References to market or composite indices, benchmarks or other measures of relative market performance over a specified period of time (each, an “index”) are provided for your information only. Reference to the indices shown herein does not imply that the portfolio will achieve returns, volatility or other results similar to such indices. The composition of the index may not reflect the manner in which a portfolio is constructed in relation to expected or achieved returns, portfolio guidelines, restrictions, sectors, correlations, concentrations, volatility or tracking error targets, all of which are subject to change over time.
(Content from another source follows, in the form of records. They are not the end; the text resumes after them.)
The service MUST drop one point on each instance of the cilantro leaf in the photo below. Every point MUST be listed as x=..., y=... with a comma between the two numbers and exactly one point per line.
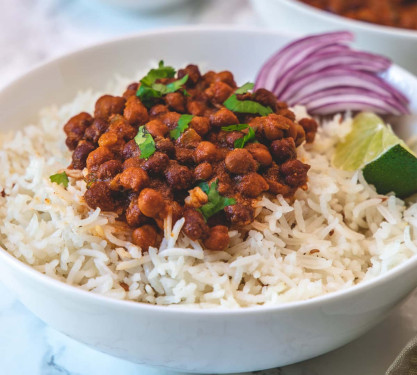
x=216, y=202
x=147, y=94
x=246, y=106
x=170, y=87
x=241, y=142
x=232, y=128
x=145, y=142
x=161, y=72
x=182, y=126
x=60, y=178
x=149, y=90
x=245, y=88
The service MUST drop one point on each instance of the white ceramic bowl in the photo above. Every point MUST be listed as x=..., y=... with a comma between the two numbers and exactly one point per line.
x=205, y=341
x=294, y=16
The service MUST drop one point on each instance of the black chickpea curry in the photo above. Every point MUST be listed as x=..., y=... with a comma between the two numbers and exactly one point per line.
x=187, y=145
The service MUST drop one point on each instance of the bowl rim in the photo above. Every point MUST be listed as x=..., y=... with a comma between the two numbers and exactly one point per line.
x=48, y=281
x=347, y=22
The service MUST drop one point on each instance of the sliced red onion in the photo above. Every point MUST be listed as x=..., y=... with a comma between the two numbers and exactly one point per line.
x=337, y=77
x=324, y=74
x=319, y=61
x=294, y=53
x=387, y=106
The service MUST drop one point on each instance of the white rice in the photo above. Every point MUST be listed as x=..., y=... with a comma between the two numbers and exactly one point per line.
x=334, y=235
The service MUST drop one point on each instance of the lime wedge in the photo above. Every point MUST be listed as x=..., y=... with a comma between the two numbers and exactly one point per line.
x=387, y=162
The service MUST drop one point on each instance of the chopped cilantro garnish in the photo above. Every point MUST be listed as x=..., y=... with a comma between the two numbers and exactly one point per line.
x=216, y=202
x=182, y=126
x=170, y=87
x=145, y=142
x=245, y=88
x=147, y=94
x=246, y=106
x=161, y=72
x=232, y=128
x=250, y=136
x=149, y=90
x=60, y=178
x=241, y=142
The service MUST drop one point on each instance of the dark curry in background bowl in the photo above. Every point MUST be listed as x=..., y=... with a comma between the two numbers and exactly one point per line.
x=395, y=13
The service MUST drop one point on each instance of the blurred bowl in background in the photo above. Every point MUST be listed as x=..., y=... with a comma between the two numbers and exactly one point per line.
x=142, y=5
x=294, y=16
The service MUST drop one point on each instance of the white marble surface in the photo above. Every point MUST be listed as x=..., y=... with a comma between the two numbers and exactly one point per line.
x=32, y=31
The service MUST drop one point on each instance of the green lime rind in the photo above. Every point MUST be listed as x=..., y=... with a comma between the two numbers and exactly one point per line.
x=386, y=161
x=368, y=139
x=393, y=171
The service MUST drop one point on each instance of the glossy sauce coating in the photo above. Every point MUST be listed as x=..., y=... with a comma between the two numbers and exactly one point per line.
x=143, y=191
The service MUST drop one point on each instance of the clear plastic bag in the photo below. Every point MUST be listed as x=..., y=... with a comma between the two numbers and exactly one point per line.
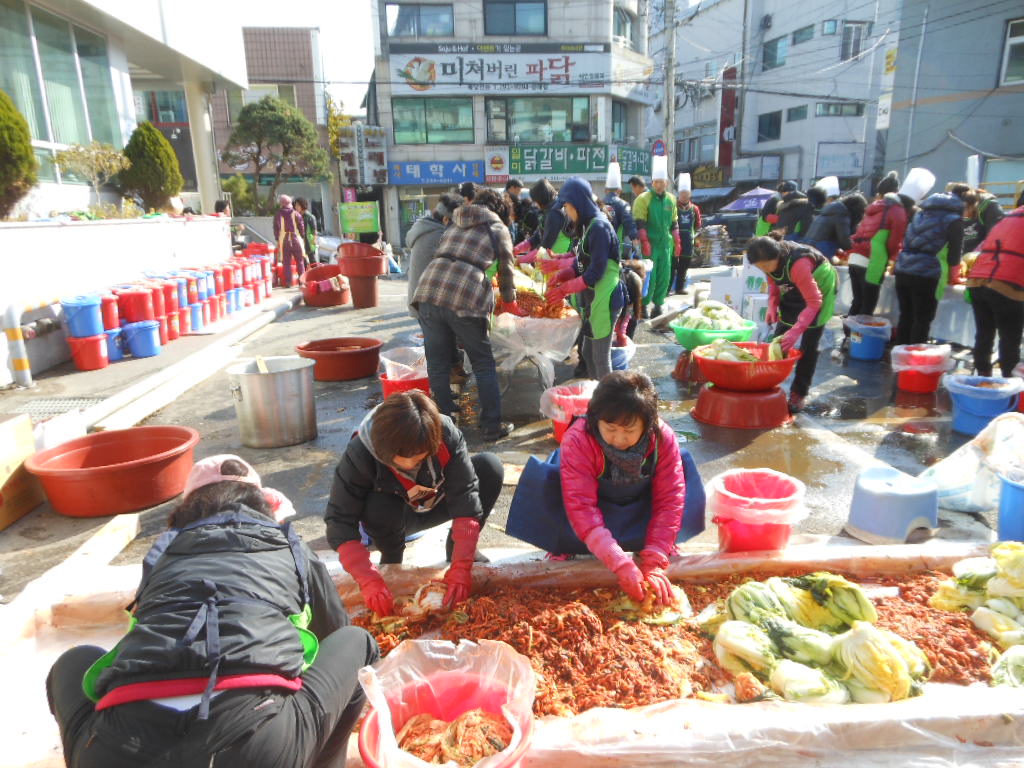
x=756, y=497
x=404, y=363
x=925, y=358
x=542, y=340
x=566, y=400
x=445, y=680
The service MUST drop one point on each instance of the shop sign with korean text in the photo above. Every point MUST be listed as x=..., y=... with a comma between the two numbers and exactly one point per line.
x=455, y=69
x=436, y=172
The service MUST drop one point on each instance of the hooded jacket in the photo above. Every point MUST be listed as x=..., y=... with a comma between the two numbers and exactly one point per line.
x=423, y=239
x=360, y=472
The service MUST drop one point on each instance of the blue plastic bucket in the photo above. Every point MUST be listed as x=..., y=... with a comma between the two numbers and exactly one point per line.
x=115, y=345
x=83, y=315
x=1011, y=510
x=142, y=338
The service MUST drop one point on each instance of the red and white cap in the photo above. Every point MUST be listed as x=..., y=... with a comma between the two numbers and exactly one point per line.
x=207, y=471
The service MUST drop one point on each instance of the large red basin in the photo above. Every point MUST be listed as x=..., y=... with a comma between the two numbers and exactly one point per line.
x=122, y=470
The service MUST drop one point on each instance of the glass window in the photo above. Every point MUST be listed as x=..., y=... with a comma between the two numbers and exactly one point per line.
x=803, y=34
x=773, y=53
x=409, y=19
x=769, y=126
x=17, y=68
x=539, y=119
x=796, y=113
x=1013, y=54
x=619, y=121
x=432, y=121
x=64, y=91
x=98, y=87
x=515, y=17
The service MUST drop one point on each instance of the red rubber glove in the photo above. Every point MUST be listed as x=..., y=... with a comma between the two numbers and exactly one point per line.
x=465, y=535
x=355, y=559
x=559, y=291
x=644, y=244
x=515, y=309
x=606, y=549
x=652, y=564
x=554, y=265
x=790, y=339
x=527, y=258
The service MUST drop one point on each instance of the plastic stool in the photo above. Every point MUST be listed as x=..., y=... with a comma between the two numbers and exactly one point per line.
x=888, y=505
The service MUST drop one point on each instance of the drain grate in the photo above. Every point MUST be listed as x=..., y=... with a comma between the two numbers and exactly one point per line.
x=41, y=409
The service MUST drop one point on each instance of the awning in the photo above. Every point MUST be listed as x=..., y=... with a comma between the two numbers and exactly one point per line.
x=713, y=192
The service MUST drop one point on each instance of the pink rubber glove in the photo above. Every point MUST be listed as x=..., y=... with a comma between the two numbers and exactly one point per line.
x=465, y=535
x=559, y=291
x=355, y=559
x=644, y=244
x=652, y=564
x=606, y=549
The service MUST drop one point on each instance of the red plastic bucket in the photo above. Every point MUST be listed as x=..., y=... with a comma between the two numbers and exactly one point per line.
x=391, y=386
x=461, y=692
x=89, y=352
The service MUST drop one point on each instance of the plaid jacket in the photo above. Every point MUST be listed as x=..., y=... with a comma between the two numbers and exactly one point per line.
x=456, y=278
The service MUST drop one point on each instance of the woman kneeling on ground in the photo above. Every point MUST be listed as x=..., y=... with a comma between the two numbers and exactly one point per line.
x=240, y=651
x=408, y=469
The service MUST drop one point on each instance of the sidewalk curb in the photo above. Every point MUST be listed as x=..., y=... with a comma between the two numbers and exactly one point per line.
x=130, y=406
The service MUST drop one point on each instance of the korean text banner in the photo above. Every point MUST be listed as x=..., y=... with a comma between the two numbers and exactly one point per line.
x=455, y=69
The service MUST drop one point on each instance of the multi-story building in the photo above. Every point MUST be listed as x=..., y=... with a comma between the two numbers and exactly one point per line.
x=806, y=79
x=481, y=90
x=958, y=91
x=284, y=62
x=72, y=69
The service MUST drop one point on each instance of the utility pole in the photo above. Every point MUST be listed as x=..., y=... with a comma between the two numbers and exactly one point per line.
x=670, y=88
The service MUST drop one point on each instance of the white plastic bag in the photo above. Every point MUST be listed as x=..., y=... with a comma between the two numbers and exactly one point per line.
x=418, y=677
x=968, y=478
x=542, y=340
x=404, y=363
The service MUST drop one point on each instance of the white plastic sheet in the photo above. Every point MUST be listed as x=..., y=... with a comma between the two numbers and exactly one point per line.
x=416, y=664
x=539, y=339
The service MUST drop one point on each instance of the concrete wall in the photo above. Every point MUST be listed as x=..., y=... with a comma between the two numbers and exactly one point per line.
x=42, y=261
x=957, y=89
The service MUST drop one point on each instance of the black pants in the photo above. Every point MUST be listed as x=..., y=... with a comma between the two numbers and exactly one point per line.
x=865, y=295
x=249, y=727
x=388, y=519
x=916, y=307
x=804, y=373
x=993, y=311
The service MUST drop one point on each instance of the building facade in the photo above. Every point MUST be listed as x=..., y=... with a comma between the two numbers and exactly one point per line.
x=73, y=70
x=481, y=90
x=960, y=91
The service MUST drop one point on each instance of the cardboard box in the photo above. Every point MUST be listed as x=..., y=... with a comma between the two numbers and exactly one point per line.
x=19, y=492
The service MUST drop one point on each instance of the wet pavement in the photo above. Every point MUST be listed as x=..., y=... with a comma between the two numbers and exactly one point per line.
x=855, y=418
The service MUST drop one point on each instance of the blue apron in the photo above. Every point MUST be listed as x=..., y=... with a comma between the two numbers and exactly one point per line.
x=538, y=513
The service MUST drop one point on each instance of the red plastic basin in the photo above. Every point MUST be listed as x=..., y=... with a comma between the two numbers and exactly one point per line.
x=460, y=692
x=749, y=377
x=122, y=470
x=342, y=358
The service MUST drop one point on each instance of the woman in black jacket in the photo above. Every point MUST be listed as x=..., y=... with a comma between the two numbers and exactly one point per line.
x=406, y=470
x=239, y=653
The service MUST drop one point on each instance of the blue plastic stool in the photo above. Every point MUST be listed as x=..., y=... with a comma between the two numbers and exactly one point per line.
x=888, y=505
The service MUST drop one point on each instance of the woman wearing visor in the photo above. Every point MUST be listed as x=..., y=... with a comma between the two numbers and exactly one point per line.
x=406, y=470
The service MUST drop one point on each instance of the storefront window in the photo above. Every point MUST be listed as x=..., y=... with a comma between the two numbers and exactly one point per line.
x=539, y=120
x=432, y=121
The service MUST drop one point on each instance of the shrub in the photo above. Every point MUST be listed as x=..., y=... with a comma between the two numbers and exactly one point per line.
x=17, y=162
x=154, y=174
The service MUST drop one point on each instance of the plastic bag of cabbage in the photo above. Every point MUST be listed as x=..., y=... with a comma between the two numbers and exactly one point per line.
x=712, y=315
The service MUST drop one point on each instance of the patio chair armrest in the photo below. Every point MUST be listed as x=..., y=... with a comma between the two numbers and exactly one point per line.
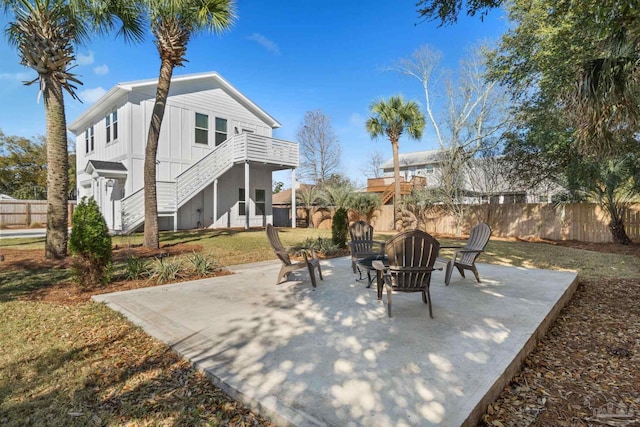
x=411, y=269
x=469, y=250
x=378, y=265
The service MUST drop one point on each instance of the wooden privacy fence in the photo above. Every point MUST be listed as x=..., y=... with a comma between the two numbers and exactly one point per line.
x=25, y=213
x=579, y=221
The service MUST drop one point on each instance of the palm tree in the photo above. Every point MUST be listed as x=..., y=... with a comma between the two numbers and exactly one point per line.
x=172, y=24
x=392, y=118
x=46, y=33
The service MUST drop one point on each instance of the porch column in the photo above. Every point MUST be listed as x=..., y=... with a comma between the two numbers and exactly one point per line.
x=215, y=202
x=293, y=198
x=247, y=199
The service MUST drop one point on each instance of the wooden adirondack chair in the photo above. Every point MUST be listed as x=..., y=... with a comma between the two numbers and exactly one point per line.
x=411, y=256
x=464, y=258
x=310, y=262
x=362, y=244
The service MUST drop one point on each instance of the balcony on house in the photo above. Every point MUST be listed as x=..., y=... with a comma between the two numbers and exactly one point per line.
x=385, y=186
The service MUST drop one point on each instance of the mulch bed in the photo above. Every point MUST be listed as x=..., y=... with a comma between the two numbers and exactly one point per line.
x=584, y=372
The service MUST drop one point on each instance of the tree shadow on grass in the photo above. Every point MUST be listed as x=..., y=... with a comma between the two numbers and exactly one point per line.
x=17, y=283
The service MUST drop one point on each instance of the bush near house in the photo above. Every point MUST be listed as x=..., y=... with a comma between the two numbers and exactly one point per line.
x=90, y=245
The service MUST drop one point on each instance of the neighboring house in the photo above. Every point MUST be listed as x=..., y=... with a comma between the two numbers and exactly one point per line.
x=420, y=163
x=215, y=155
x=482, y=180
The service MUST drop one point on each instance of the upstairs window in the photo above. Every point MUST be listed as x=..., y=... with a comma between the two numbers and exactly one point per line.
x=88, y=140
x=241, y=204
x=221, y=130
x=202, y=129
x=112, y=126
x=108, y=127
x=260, y=202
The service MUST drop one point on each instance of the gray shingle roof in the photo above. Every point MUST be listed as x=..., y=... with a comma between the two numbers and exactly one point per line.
x=107, y=166
x=417, y=158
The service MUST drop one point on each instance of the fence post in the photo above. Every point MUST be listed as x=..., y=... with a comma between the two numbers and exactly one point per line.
x=70, y=207
x=27, y=210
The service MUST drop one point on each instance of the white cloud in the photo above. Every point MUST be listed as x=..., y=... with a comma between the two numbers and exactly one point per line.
x=270, y=45
x=83, y=59
x=101, y=70
x=92, y=95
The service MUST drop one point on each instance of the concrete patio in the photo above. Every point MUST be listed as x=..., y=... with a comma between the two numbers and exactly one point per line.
x=332, y=357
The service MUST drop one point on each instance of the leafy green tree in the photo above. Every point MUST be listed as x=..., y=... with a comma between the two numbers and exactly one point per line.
x=613, y=184
x=173, y=23
x=415, y=207
x=576, y=56
x=447, y=11
x=23, y=167
x=340, y=227
x=364, y=204
x=337, y=193
x=308, y=196
x=392, y=118
x=90, y=244
x=277, y=187
x=543, y=149
x=46, y=33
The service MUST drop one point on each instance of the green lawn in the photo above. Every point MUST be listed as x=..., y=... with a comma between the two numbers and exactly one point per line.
x=82, y=364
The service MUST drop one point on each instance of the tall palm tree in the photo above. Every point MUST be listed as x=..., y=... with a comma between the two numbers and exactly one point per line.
x=46, y=33
x=392, y=118
x=173, y=22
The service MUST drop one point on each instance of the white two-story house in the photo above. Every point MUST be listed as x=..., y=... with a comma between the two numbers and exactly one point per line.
x=215, y=155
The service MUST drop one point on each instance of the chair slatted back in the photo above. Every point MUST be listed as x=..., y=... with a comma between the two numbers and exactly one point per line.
x=478, y=239
x=411, y=256
x=276, y=244
x=361, y=234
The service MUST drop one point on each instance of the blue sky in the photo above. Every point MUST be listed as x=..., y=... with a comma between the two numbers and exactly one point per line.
x=288, y=57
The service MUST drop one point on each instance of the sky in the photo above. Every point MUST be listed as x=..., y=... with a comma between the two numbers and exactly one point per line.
x=289, y=57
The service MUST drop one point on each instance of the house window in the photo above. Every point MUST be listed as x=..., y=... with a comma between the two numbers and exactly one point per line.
x=241, y=204
x=221, y=130
x=260, y=202
x=88, y=140
x=108, y=127
x=202, y=129
x=112, y=126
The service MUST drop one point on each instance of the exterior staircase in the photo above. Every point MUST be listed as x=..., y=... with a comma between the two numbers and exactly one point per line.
x=172, y=195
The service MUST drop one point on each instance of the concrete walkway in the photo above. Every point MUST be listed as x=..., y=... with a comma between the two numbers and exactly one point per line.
x=332, y=357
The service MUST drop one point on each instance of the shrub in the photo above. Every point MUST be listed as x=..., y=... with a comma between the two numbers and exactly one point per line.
x=340, y=228
x=165, y=271
x=326, y=246
x=203, y=264
x=136, y=268
x=364, y=204
x=90, y=245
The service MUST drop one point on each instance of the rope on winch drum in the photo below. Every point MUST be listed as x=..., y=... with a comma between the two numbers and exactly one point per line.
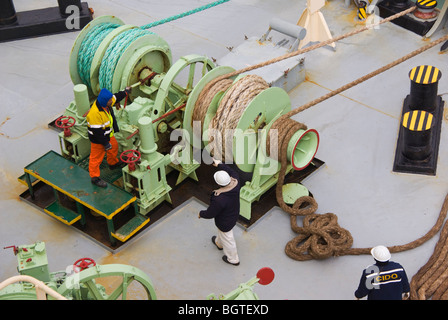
x=321, y=236
x=118, y=45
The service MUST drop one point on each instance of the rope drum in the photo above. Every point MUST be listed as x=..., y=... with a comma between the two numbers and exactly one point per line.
x=321, y=236
x=88, y=54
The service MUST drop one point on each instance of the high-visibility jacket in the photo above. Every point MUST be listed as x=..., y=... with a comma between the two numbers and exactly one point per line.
x=101, y=122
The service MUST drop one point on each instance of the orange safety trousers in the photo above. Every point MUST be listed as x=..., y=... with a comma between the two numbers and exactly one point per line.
x=97, y=153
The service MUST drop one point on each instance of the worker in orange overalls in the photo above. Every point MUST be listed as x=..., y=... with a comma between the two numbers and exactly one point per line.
x=101, y=126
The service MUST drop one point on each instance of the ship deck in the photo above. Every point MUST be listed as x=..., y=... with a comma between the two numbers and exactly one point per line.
x=358, y=134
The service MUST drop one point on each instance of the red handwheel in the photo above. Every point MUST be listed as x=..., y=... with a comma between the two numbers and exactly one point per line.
x=132, y=156
x=83, y=263
x=265, y=275
x=65, y=122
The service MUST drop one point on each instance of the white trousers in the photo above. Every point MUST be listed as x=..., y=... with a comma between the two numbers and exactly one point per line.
x=226, y=241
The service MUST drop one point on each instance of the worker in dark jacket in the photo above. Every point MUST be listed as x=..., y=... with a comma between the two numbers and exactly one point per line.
x=384, y=280
x=225, y=209
x=101, y=126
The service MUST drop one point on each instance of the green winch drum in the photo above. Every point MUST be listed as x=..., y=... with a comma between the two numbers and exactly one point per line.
x=110, y=54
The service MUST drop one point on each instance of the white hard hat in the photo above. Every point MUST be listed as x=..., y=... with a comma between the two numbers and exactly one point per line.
x=380, y=253
x=222, y=178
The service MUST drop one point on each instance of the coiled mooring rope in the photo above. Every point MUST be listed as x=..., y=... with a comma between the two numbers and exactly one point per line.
x=114, y=51
x=321, y=236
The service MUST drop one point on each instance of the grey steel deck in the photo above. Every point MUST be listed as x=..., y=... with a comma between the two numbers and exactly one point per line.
x=358, y=131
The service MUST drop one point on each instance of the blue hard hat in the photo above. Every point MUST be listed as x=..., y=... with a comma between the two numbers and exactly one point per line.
x=104, y=96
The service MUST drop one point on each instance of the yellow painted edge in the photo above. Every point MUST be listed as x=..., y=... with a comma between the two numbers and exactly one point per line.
x=413, y=119
x=62, y=220
x=427, y=74
x=78, y=200
x=122, y=207
x=131, y=234
x=22, y=182
x=419, y=75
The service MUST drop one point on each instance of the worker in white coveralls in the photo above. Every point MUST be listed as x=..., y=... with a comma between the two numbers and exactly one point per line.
x=225, y=209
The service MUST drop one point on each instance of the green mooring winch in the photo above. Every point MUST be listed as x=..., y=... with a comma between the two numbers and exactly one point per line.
x=176, y=116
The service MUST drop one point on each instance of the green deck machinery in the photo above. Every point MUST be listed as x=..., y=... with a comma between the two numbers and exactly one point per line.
x=84, y=280
x=166, y=122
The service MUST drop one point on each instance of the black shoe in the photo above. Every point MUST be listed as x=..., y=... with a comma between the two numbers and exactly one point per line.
x=213, y=240
x=98, y=182
x=224, y=258
x=119, y=164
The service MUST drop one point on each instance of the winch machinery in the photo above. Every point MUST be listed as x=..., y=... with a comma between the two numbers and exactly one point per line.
x=176, y=118
x=163, y=106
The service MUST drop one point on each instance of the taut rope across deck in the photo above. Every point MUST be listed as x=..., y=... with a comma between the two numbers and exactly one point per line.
x=321, y=236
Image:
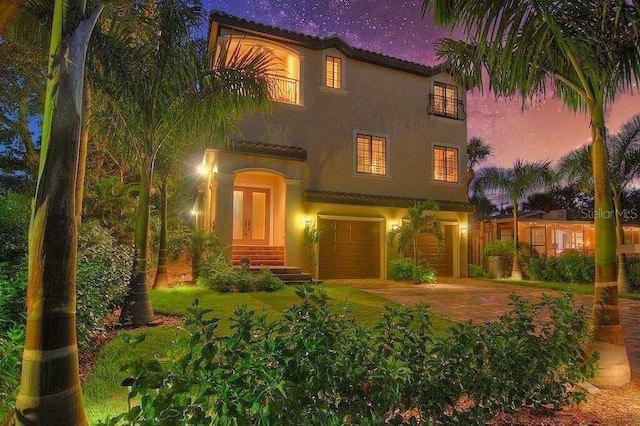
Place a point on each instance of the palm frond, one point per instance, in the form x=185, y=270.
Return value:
x=522, y=179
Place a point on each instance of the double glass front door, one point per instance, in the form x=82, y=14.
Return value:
x=251, y=219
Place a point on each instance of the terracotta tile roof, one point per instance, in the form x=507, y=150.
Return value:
x=268, y=150
x=380, y=200
x=318, y=43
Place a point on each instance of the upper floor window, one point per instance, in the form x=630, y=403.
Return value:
x=285, y=74
x=371, y=154
x=333, y=72
x=445, y=164
x=444, y=101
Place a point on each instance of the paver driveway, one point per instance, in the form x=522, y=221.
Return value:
x=465, y=299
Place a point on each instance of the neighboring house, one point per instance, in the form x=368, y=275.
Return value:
x=353, y=140
x=548, y=234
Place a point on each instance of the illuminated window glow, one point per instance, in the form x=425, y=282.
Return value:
x=445, y=100
x=371, y=154
x=333, y=72
x=445, y=164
Tracking Error is one possible measurement of the dispersion of a portfolio’s returns from its stated benchmark. More specifically, it is the standard deviation of such excess returns. Tracking error figures are representations of statistical expectations falling within “normal” distributions of return patterns. Normal statistical distributions of returns suggests that approximately two thirds of the time the annual gross returns of the accounts will lie in a range equal to the benchmark return plus or minus the tracking error if the market behaves in a manner suggested by historical returns. Targeted tracking error therefore applies statistical probabilities (and the language of uncertainty) and so cannot be predictive of actual results. The tracking error that will actually be achieved may inherently lie outside of the range suggested by a "normal " statistical distribution of returns. The actual tracking error is the result of many factors (including but not limited to market volatility, company specific anomalies, instability of correlation between benchmark holdings, timing differences between the calculation of the portfolio value and the valuation of the benchmark by the index provider. In addition, past tracking error is not indicative of future tracking error and there can be no assurance that the tracking error actually reflected in your accounts will be at levels either specified in the investment objectives or suggested by our forecasts.